The first question is simple enough to untangle. The Congress, in this case the current 18th Congress, has an obligation to give due course to the network’s application for franchise renewal. Bills in this regard have been filed or will be filed in Congress. The Senate and the House of Representatives must forthwith deliberate on the legislative proposal, and hear and study relevant testimony or argument.
There will predictably be criticisms of ABS-CBN that will seek to dissuade Congress from granting a franchise renewal.
The other question belongs to another jurisdiction, that of the Supreme Court.
In his petition before the high court, Calida contended: “The legislative franchises of ABS-CBN Corp. and its subsidiary ABS-CBN Convergence Inc. must be revoked. A franchise is a special privilege [given] by the State, and should be restricted only to entities, which faithfully adhere to our Constitution and laws.
He presented a pile of documents to show that ABS-CBN sold Philippine Depositary Receipts to non-Filipino entities, who are strictly prohibited from owning stocks in media companies in the country.
He alleged that ABS-CBN violated the terms of its franchise and, therefore, should be barred from renewing it.

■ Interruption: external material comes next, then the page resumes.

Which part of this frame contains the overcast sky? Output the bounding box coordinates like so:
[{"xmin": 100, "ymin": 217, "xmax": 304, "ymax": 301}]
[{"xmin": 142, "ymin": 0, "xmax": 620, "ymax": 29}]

Because ABS-CBN majority owners, the Lopez family, and President Rodrigo Duterte have been at odds in the past for political reasons, it has been speculated that the President is exerting his powers to persuade Congress to stall the franchise renewal, and that he is the principal reason why the Solicitor General filed the quo warranto petition.
The Palace, however, through its spokesman Salvador Panelo, is disclaiming involvement at both ends.
“It’s Congress that has the authority to grant or renew franchises, not the President. As is his practice, he does not interfere with a function of Congress,” Panelo said.
It won‘t stop there. The media and press organizations have weighed in with their view that the prospective shutdown of the ABS-CBN television network is politically motivated.
The Foreign Correspondents Association of the Philippines, which normally shies away from partisan quarrels, has declared: “ABS-CBN is a cornerstone of Philippine democracy and the free press for its independent and critical reportage and massive following in the country and abroad. These moves politically harass and threaten a pillar of the media industry.”
Eleven bills seeking to renew ABS-CBN’s franchise are pending at the committee level in Congress. The panel concerned has yet to schedule a hearing.
On Thursday, the Supreme Court asked the ABS-CBN companies to file their comments on the quo warranto petition.
The going gets tough and litigious from here.